Rose and her parents, Laura and Almanzo, say good-bye to Ma and Pa Ingalls and Laura's sisters. In a covered wagon containing all their possessions, they make their way across the drought-stricken Midwest to the lush green valleys of southern Missouri. The journey is long and not always easy, but at the end is the promise of a new home and a new life for the Wilders.
Little House on Rocky Ridge is the first book in The Rose Years, an ongoing series about another spirited girl from America's most beloved pioneer family
This series chronicles Rose’s life, Laura’s daughter.
Laura continues to call Almanzo “Manly” in this book (and I’m guessing the rest of the series) but this doesn’t drive me as crazy as it did in These First Four Years. I’m getting used to it, I guess.
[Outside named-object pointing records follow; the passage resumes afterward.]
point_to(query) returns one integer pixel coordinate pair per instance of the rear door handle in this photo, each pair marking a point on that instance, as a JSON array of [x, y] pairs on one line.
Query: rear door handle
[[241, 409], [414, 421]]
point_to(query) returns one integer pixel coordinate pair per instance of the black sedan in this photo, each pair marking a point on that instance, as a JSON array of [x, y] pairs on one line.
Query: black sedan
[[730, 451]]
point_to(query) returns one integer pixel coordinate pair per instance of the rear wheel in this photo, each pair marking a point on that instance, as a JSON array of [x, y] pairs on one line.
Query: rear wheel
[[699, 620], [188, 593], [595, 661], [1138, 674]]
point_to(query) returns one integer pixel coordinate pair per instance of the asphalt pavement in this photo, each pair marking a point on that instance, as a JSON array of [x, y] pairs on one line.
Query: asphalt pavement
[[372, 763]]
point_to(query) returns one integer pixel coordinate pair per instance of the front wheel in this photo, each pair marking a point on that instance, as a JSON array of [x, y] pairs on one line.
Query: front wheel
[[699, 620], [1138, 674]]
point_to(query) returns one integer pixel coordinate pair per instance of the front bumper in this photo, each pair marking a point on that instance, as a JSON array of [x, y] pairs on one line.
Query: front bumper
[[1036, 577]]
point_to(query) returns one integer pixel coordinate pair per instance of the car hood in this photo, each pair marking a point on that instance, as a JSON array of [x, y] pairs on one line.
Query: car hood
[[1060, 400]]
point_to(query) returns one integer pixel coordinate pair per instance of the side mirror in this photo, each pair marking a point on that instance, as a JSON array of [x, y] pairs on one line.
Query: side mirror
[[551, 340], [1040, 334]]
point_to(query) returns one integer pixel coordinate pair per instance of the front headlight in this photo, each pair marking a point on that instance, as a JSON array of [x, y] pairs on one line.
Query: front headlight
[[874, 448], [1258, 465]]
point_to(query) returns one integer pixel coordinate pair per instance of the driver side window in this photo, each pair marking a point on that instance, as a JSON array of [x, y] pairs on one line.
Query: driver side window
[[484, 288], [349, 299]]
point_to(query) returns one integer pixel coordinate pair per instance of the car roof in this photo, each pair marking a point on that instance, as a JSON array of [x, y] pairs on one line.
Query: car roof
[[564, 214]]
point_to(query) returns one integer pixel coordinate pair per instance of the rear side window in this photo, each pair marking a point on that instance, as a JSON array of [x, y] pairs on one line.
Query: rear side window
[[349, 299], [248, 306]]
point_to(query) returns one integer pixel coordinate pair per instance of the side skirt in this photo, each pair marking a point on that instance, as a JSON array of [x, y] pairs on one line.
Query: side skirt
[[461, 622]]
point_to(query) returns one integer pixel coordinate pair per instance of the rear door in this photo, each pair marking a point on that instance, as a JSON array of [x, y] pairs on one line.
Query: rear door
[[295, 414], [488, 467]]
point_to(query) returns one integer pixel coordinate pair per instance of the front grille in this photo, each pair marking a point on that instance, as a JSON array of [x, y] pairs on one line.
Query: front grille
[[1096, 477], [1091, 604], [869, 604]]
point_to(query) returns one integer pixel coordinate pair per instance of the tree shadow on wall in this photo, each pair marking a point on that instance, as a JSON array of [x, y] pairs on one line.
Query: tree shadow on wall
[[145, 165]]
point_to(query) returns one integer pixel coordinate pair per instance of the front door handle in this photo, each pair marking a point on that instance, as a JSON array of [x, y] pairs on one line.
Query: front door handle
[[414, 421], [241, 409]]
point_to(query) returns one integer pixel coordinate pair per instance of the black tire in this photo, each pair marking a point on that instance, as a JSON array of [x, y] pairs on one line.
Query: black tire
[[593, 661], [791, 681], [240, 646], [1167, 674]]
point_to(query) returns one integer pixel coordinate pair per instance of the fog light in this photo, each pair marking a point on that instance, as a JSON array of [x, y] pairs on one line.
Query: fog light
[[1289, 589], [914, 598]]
Once again, I liked this book more than I was expecting to. I think I’ll continue to read the rest of the series, but I think I’ll slow down the pace to a book every few months or so – we’ll see.
Rose is a bit annoying, and Laura as the mother isn’t as amazing as her Ma is. Laura still sort of acts like Rose is a bother and doesn’t exactly smother her in love, but again, that’s the time and the way kids were raised. Laura still acts like she’d rather be with the horses than her family, but she at least acts like she cares for her husband during the book, so that’s a great improvement.
It was heartbreaking watching Laura leave her family – I wish we could’ve seen a scene where Laura cried or something, instead of just accepting it all with a grain of salt. The travels by wagon was fascinating as in the other books – a journey that was much faster than Laura’s earlier travels, so it seemed anyway. The book was a bit slow moving for my tastes, but I think worked as a introduction to a new generation.